В моей памяти не хранились истории деревенского детства. Не было у меня ни отца, ни матери, ни деда с бабкой. Но у Егора дедушка с бабушкой жили долго. Маленького Егорку даже отправляли погостить к родне на лето. Память Зверева хранила почти такую же картину. Только мальчик был маленький, а бабушка совсем старенькой, но бойкой. И угощала она внука не пирогами, а большими круглыми блинами на всю сковородку.
Пекла Ульяна Ильинична их с раннего утра, чтобы внука побаловать. Егор очень любил сидеть на стуле, болтать ногами и наблюдать за тем, как бабушка Ляна черпала глубоким половником жидкое тесто, наливала его на горячую сковородку. Тесто, весело шкворча, растекалось по чугунному дну. Егор радовался каждому лопнувшему пузырику, который превращался в дырочки на тесте. Раскрыв рот, мальчишка каждый раз с восторгом наблюдал за тем, как бабушка в цветастом переднике ловко приподнимала край блина ножом, а затем скрюченными морщинистыми пальцами хватко переворачивала запекшийся кругляш.
Когда блин был готов, бабушка сбрасывала его на широкую плоскую большую тарелку, присыпала сахаром и поливала растопленным маслом. Первый блин бабуля всегда отдавала внуку, приговаривая: «Ну-ка, проверь на сладость, Егорушка». Маленький Егорушка с радостью хватал вкусный кругляш обеими руками и кусал, зажмурив глаза от удовольствия. Съев половину, мальчишка открывал глаза и важно бубнил с набитым ртом:
—
— Вот и хорошо, вот и славно, — бабушка Ляна гладила внука по непослушным вихрам и наливала вторую порцию.
Стопка блинов росла прямо на глазах, истекая маслом и умопомрачительным ароматом. Егор тоже не сидел без дела, Ульяна Ильинична доверяла внуку самое важное: смазывать гусиным пером каждый блин, до жирного блеска. Мальчишка старательно макал связку потрепанных масляных перьев в железную мисочку с растопленным маслом и с удовольствием возил по красивым круглым блинам.

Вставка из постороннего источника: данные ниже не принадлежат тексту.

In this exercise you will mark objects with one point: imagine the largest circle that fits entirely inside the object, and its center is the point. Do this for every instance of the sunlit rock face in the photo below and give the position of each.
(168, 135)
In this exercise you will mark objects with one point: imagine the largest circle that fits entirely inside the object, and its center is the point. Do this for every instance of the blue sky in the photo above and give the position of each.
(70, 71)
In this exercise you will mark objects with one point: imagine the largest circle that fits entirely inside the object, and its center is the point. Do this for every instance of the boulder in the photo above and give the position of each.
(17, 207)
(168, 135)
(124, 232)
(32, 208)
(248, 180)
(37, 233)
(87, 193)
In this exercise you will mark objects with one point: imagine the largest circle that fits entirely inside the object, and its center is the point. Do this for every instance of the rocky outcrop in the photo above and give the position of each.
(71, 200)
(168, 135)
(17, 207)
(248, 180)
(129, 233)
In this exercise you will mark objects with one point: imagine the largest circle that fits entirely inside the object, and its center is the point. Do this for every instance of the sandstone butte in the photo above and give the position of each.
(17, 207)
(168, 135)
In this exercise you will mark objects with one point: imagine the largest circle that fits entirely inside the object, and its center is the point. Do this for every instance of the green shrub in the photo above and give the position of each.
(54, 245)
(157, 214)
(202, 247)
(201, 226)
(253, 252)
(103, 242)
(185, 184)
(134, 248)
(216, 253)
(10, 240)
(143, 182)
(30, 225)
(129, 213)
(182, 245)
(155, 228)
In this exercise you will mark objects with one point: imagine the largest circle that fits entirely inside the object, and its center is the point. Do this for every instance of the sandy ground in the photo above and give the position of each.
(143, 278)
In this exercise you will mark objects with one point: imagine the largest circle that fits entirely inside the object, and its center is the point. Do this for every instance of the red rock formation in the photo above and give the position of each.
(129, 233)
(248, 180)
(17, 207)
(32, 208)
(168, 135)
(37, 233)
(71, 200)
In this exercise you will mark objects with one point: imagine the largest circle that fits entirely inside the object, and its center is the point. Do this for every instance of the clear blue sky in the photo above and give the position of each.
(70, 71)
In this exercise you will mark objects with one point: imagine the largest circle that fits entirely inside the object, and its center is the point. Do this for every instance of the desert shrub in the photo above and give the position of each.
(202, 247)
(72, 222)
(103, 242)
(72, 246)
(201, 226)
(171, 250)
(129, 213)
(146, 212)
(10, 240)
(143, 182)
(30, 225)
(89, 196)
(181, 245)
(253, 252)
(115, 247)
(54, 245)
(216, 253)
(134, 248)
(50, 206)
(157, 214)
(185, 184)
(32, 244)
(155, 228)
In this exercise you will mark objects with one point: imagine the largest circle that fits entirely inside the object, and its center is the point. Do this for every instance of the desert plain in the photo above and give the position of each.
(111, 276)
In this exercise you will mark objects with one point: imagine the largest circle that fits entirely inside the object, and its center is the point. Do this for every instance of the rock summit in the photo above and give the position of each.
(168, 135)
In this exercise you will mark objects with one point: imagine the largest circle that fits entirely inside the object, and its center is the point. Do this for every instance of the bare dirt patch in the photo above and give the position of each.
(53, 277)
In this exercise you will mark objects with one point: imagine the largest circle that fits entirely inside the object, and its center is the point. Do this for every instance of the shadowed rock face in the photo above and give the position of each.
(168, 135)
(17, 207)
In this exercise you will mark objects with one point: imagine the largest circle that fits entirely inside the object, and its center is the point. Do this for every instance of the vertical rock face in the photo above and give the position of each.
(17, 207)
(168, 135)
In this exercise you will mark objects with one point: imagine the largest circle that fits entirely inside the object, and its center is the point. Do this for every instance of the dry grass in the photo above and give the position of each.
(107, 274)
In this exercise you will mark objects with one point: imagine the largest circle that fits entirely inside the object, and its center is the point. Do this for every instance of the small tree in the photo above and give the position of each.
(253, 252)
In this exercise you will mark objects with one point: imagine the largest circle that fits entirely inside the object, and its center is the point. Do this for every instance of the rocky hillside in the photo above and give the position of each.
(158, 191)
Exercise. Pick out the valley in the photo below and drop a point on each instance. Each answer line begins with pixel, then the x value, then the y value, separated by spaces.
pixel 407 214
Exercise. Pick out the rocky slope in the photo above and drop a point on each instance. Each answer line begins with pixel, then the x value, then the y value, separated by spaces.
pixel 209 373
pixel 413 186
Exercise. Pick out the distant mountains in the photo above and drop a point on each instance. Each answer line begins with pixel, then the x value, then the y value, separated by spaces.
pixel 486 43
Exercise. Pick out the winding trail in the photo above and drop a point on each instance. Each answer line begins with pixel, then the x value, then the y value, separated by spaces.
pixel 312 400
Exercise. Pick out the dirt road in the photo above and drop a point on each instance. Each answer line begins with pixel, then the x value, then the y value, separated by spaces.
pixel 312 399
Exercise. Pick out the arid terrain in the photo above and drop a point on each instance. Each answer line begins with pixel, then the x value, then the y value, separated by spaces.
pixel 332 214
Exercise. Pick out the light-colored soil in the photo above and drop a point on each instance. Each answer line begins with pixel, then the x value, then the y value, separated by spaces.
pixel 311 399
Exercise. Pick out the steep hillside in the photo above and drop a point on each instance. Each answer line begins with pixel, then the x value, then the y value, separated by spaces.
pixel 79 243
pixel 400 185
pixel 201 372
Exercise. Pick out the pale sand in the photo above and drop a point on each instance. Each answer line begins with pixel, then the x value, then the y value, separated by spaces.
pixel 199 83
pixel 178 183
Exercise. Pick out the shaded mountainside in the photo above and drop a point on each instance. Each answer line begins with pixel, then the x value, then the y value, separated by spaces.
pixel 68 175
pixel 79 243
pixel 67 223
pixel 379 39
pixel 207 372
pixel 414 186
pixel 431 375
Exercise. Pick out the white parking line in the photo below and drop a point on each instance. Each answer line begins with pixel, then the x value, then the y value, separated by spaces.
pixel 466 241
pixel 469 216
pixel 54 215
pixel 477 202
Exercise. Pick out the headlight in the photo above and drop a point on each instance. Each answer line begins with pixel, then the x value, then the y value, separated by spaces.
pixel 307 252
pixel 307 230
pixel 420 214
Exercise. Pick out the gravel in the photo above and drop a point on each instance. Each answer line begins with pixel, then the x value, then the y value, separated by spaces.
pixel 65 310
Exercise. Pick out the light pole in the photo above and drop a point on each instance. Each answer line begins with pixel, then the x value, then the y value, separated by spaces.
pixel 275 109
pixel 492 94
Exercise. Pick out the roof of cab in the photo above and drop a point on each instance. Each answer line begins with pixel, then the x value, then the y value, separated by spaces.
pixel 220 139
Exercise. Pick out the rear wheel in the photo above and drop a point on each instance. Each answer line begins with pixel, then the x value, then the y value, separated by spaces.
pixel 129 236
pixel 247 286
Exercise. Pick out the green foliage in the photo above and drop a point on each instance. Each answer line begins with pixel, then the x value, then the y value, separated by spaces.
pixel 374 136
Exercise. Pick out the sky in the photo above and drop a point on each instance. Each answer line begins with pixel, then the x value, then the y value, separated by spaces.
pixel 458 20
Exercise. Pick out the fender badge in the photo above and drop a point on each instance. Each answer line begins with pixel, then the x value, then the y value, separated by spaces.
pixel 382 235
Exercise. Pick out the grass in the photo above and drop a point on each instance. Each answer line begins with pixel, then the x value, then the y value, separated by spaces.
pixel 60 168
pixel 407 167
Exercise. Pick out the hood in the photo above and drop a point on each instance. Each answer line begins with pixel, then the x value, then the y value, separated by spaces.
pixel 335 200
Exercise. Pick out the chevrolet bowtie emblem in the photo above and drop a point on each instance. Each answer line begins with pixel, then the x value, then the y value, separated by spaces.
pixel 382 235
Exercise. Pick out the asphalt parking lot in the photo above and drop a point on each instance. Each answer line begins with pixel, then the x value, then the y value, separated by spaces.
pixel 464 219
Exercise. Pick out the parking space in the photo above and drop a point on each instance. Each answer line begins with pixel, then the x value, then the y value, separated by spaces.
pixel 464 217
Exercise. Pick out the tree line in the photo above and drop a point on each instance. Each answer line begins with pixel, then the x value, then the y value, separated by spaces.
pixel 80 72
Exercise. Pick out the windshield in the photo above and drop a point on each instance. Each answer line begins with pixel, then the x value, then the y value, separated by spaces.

Блюдо с блинами выставлялось на стол, к этому моменту на летнюю кухню приходил дед, ставил самовар, наполнял водой, раскочегаривал его. Бабушка выставляла на стол глиняные мисочки с густой сметаной и домашним вареньем. Маленький Егор расставлял чашки и тарелки.
Когда самовар испускал пар, дед брал пузатый расписной заварничек, щедрой рукой сыпал в него пахучей заварки и заливал кипятком. Маленькое семейство рассаживалось каждый на свое место. Дед во главе стола, бабушка возле самовара, Егорка напротив бабушки Ульяны по правую руку от дедушки.
Баба Ляна разливала духмяный чай в широкий глубокие чашки и начиналось неторопливое воскресное чаепитие с тремя видами варенья. Особенно любил Егорка вишневое с косточками. И крыжовенное уважал. Впрочем, маленький Зверев любил все, что готовили бабушкины руки.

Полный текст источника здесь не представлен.